Laws was born in Whitley Bay, Northumberland and educated at Dame Allan's School, Newcastle upon Tyne, and St Catharine's College, Cambridge, where he was an Open Scholar.
He started his career as a zoologist on the Falkland Islands Dependencies Survey in 1947, where he investigated the ecology of elephant seals in the South Orkney Islands and South Georgia. These formed the subject of his 1953 Cambridge PhD. After spending a season as a whaling inspector, he joined the National Institute of Oceanography 1955-1961 where he studies great whales and elephant seals.

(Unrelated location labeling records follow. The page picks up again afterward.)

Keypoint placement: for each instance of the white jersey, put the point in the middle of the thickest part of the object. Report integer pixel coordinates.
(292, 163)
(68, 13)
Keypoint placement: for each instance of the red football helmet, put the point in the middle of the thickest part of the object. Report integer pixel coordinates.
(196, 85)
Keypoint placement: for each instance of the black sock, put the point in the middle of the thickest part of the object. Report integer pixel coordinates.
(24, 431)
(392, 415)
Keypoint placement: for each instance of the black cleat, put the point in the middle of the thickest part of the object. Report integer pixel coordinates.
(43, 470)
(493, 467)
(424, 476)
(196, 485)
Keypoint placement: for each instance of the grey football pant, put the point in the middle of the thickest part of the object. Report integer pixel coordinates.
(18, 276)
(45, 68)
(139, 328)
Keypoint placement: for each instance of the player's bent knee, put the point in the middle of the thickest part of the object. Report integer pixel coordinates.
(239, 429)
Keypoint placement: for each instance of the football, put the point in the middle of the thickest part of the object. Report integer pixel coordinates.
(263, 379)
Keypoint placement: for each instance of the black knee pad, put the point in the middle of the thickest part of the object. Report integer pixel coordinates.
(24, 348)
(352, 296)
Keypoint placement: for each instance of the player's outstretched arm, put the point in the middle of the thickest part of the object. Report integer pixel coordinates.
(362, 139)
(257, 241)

Outside Antartica, he was also an expert on large African mammals. In 1960 he was appointed Director of the Nuffield Unit of Tropical Animal Ecology in Uganda. Over the next eight years his research focused on hippopotamus and elephant ecology. He spent a year as Director of the Tsavo Research Project in Kenya 1967-1968.
He returned to Cambridge in 1968 to resume his Antarctic research. In 1969 he became Head of the Life Sciences Division of the British Antarctic Survey. He became Director in 1973, a post he held until retirement in May 1987. He was Secretary of the Zoological Society of London 1984-1988. He was Master of St Edmund's College, Cambridge 1985-1996, and he was a member of the Scientific Committee of the International Whaling Commission.
In 1954 Laws won the Bruce Memorial Prize for his work on the ecology of elephant seals. He was awarded the Polar Medal in 1975. He was elected a Fellow of the Royal Society in 1980, and was appointed Commander of the Order of the British Empire. In 1991 he was awarded an Honorary Doctor of Science degree by the University of Bath.
On his retirement, a fund was established for a prize to be awarded in recognition of the achievements of outstanding young scientists of the British Antarctic Survey. The Laws Prize continues to be awarded annually.